Improvements were required to ensure people’s needs were effectively met and managed during meal times and that a well organised, calm and relaxed experience was achieved for each person who used the service.
Most of the people who used the service suffered from varying degrees of dementia and were at times confused and disorientated. We found the home did not have the design and signage features that would help to orientate people with this type of need.
We observed staff supporting people in a kind and sensitive manner, laughing, joking and smiling with people who used the service. This included routine tasks such as when toileting and personal hygiene. We noted this was done in a sensitive and discreet manner which respected the person’s dignity and choice. This interaction was typical of the many positive interactions we saw during the inspection.
Care files provided clear instructions to staff on the level of care and support required for each person and included detailed instructions on hygiene and personal appearance, toileting and continence, communication and respect, and mobility and falls. Relatives were able to confirm to us that they were involved in determining and reviewing the care needs of loved ones.

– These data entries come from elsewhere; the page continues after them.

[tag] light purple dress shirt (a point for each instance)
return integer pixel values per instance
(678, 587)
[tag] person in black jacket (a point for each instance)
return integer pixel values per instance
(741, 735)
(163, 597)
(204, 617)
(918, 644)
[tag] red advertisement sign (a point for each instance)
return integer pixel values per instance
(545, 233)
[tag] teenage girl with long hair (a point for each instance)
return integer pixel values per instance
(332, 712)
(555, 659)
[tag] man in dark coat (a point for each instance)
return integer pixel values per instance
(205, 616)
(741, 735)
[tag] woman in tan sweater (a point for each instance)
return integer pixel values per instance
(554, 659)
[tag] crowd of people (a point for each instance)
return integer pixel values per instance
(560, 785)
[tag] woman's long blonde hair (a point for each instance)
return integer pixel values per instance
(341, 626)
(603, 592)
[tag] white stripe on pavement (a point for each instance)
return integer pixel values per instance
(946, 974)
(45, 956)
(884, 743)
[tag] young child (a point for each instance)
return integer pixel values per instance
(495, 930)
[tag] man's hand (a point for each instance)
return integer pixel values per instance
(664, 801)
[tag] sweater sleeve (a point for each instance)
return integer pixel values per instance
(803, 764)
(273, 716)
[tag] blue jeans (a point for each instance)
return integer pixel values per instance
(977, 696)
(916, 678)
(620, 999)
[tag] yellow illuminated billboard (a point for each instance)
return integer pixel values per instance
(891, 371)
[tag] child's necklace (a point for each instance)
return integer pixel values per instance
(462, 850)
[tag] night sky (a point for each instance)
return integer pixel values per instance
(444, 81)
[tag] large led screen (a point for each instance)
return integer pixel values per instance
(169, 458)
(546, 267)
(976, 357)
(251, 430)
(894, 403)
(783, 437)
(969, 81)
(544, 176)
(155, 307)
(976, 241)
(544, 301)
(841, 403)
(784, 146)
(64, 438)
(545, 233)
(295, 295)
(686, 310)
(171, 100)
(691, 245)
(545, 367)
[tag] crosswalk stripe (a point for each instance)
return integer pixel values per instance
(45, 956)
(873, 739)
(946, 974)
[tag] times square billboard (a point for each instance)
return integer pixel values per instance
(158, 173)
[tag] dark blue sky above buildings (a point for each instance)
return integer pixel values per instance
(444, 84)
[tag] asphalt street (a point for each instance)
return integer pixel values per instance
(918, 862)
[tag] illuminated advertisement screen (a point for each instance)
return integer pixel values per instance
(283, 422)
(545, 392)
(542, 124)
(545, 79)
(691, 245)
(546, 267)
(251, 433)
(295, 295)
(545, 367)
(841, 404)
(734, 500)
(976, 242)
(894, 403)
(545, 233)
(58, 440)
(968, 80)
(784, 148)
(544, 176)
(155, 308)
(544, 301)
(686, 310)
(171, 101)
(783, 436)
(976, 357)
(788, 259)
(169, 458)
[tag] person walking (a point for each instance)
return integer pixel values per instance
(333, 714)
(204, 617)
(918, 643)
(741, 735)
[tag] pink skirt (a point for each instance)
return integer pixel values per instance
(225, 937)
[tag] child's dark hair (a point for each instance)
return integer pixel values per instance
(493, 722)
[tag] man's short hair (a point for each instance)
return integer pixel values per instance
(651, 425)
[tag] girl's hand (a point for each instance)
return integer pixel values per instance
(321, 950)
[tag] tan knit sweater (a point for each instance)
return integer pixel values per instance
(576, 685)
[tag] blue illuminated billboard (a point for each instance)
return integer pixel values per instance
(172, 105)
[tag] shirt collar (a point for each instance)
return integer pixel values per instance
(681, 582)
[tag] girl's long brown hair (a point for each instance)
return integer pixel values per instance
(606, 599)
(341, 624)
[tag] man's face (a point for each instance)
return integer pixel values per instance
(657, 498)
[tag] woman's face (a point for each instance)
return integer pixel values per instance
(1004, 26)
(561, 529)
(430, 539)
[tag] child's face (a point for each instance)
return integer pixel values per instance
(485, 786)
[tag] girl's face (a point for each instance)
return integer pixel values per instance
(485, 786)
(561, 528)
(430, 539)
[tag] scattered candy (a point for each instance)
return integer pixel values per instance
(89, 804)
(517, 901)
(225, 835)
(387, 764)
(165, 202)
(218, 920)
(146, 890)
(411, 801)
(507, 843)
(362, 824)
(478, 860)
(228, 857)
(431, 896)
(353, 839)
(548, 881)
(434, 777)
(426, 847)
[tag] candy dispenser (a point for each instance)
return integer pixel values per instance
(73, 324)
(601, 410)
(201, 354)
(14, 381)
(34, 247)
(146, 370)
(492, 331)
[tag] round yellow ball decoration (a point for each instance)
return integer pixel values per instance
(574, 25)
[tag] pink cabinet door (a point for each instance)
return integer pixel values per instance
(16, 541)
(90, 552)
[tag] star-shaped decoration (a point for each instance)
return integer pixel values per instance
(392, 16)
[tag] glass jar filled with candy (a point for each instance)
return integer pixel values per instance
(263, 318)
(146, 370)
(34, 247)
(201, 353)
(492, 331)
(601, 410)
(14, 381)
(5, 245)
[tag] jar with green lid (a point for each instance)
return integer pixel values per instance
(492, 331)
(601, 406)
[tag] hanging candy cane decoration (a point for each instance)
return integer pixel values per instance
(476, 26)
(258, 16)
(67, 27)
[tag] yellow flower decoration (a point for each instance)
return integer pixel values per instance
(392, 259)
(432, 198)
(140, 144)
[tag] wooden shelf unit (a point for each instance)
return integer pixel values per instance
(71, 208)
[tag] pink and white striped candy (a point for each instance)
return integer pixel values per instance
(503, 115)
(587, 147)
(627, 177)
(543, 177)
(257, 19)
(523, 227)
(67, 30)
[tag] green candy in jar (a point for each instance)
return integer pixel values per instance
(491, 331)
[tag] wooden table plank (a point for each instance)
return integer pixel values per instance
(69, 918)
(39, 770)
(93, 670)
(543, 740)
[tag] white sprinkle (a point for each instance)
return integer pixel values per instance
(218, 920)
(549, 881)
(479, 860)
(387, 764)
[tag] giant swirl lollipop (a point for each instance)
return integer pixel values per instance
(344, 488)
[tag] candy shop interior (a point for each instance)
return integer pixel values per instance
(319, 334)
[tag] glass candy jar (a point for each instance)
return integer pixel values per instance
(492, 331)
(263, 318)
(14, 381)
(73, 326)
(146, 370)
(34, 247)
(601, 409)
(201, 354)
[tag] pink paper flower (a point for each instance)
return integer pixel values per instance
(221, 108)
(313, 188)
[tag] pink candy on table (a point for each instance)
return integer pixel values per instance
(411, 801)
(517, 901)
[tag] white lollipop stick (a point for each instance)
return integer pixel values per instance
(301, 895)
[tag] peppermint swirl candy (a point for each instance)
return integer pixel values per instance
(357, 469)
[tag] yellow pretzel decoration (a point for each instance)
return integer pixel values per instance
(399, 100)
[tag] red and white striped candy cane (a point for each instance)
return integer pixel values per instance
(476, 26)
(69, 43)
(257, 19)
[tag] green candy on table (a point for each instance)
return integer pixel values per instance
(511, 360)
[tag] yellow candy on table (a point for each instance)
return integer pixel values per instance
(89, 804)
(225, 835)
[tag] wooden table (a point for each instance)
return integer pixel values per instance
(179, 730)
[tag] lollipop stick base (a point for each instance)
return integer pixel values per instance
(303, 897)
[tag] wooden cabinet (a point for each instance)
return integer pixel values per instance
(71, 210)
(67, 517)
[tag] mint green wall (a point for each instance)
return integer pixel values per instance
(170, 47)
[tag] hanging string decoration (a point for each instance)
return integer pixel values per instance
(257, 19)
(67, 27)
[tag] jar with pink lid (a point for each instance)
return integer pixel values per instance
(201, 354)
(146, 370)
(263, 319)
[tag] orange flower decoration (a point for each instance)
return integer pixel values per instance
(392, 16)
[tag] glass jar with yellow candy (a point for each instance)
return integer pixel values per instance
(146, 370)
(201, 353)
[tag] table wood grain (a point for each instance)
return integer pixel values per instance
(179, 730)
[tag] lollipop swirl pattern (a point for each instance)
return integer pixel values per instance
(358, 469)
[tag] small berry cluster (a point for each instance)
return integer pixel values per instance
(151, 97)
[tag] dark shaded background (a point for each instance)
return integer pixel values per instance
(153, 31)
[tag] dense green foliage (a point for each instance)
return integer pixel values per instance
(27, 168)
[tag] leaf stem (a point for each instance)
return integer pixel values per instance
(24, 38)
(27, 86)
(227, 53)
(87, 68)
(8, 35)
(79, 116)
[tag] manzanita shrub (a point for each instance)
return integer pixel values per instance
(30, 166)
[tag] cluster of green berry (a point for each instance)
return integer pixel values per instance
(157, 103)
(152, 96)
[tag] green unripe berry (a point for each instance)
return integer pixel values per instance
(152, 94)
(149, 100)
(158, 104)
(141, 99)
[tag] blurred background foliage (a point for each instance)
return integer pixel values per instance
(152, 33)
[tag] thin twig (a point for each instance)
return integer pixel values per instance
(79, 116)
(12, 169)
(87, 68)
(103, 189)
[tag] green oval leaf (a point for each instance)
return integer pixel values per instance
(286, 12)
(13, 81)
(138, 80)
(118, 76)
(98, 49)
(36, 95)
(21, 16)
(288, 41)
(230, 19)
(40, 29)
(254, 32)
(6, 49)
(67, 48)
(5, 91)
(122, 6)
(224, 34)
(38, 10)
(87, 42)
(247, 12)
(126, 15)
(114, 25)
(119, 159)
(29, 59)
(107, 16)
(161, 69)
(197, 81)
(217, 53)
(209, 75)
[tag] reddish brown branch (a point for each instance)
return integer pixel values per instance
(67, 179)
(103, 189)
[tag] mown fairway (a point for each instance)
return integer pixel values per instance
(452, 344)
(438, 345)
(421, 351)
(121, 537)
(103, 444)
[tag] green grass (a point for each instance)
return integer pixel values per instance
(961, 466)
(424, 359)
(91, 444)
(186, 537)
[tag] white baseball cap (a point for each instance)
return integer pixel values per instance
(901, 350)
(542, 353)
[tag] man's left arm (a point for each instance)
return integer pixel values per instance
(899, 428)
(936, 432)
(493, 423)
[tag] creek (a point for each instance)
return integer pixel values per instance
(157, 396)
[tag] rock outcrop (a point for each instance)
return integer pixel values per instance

We found no set activity programme in the home on the day of our inspection or very little in the way of mental or physical stimulation for people. We observed people sitting in one of the lounges where the TV was on but none of the residents seemed to be paying attention. We found improvements were required in the way people were stimulated both mentally and physically in order to meet their individual needs.
People told us they thought the home was well run and managed. They were able speak freely to staff and the acting manager about any concerns or issues they had and were confident these matters would be addressed. Improvements were required as it was not clear to us how the home responded to people’s concerns about the service and how improvements were made and recorded.